IT security models have evolved

BOSTON—The very first IT directors hired in healthcare worked in the finance, accounting or human resources. That history of CIOs reporting to CFOs makes the relationship cost-driven instead of strategy-driven, said Mansur Hasib, CISSP, PMP, CPHIMS, author and professor in the University System of Maryland, speaking at the 2015 Privacy and Security Forum.

Half of U.S. healthcare is still run by CFOs, Hasib said. “Who is driving the strategy at that point?”

In March 2013, Hasib’s doctoral study survey revealed that one-third of healthcare organizations had no CISO and one-fifth of those had no plans to hire one any time soon.

Hasib listed the top healthcare data breaches: Anthem at 78.8 million affected; Premier Blue Cross Blue Shield with 11 million affected; Community Health Systems with 4.5 million affected; Xerox State Healthcare with 2 million affected; and the Montana Health Department with 1.1 million affected.

An analysis of those breaches found a lack of cybersecurity culture including lack of leadership, lack of CEO accountability, failure to understand mission success, improper analysis of risk and CEOs viewing problems as a technology issue.

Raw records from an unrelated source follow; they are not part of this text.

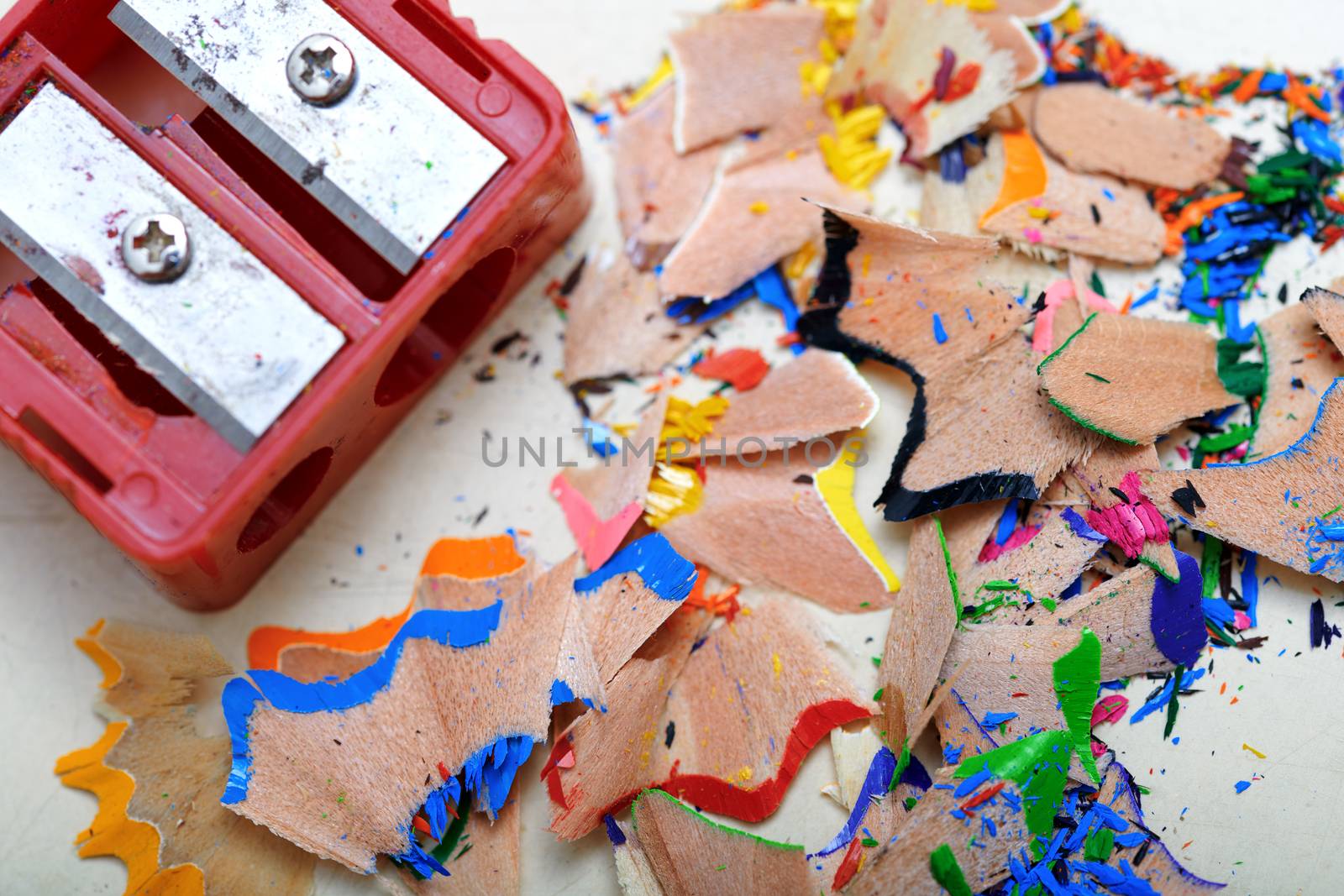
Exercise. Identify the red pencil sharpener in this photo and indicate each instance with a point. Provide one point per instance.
(239, 238)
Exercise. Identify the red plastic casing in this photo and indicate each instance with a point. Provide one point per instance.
(201, 519)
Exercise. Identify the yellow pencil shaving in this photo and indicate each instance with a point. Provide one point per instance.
(672, 490)
(675, 488)
(853, 154)
(689, 421)
(662, 74)
(842, 16)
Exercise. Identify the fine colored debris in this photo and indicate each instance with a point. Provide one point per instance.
(1095, 130)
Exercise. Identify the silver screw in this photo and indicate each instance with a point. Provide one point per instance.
(322, 69)
(156, 248)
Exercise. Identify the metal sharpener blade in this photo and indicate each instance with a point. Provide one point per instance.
(228, 338)
(389, 159)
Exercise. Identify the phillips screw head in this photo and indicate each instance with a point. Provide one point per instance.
(322, 70)
(156, 248)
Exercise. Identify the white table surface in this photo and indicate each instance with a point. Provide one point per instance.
(57, 575)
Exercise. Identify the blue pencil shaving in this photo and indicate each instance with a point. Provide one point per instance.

In the face of a breach, most healthcare organization blame and fire CIOs and CISOs.

Hasib said the importance of the role people play in cybersecurity was realized relatively recently. Models established in the early 1990s did not include people but many organizations are still using an early model for their cybersecurity planning. Even once models factored in people, there were problems. Awareness training by itself doesn’t do anything, he said. “We need to engage people and focus training on their job role. Cybersecurity to doctor means nothing but if you focus on the safety of data in their job role, they will get it.”

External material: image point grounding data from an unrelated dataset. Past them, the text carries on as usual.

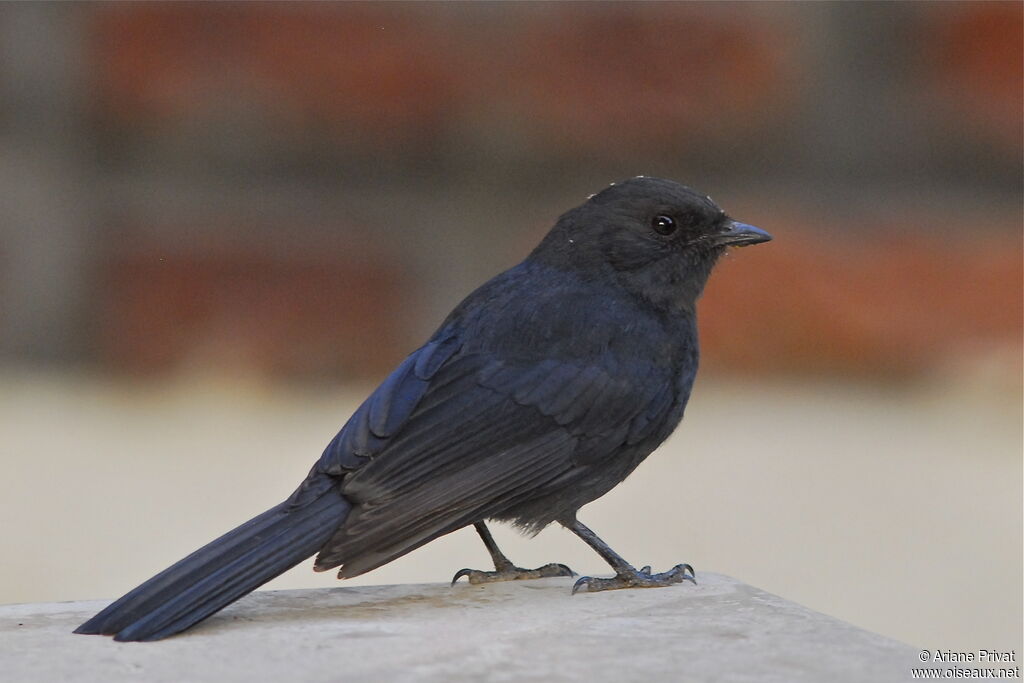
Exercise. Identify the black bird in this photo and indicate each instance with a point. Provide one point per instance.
(538, 394)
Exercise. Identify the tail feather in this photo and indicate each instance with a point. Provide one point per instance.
(223, 570)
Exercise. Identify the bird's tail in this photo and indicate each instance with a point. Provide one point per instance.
(223, 570)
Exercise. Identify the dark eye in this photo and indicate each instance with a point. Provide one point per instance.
(664, 224)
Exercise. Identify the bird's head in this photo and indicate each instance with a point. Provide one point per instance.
(656, 238)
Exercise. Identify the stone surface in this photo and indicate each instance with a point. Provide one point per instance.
(720, 630)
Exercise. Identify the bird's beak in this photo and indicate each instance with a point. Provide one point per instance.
(740, 235)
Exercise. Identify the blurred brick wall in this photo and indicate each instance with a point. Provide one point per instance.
(456, 89)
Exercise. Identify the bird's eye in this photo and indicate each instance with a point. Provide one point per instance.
(664, 224)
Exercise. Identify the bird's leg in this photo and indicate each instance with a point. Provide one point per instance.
(504, 569)
(626, 574)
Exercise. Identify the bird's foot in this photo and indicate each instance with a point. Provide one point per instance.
(636, 579)
(513, 573)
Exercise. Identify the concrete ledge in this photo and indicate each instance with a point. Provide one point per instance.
(720, 630)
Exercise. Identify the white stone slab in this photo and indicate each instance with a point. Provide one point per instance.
(720, 630)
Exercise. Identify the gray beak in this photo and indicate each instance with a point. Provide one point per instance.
(741, 235)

Hasib said when he is teaching he uses the term data safety because clinicians can relate to patient safety.

He also said organizations must remember that cybersecurity is not a state. “You have to have continuous improvement.” To determine how best to use its resources, an organization must consider its mission because “your entire strategy has to fulfill that mission.”

The determinants of innovation and productivity, Hasib said, are knowledge, attitude, skill and habit. Attitude and habit have the highest impact. “Happy people learn more.”

Culture also is vital and has four elements: shared values, rituals, heroes and a social network guarding against deviations. “Data loss has to be zero so make it a key value.”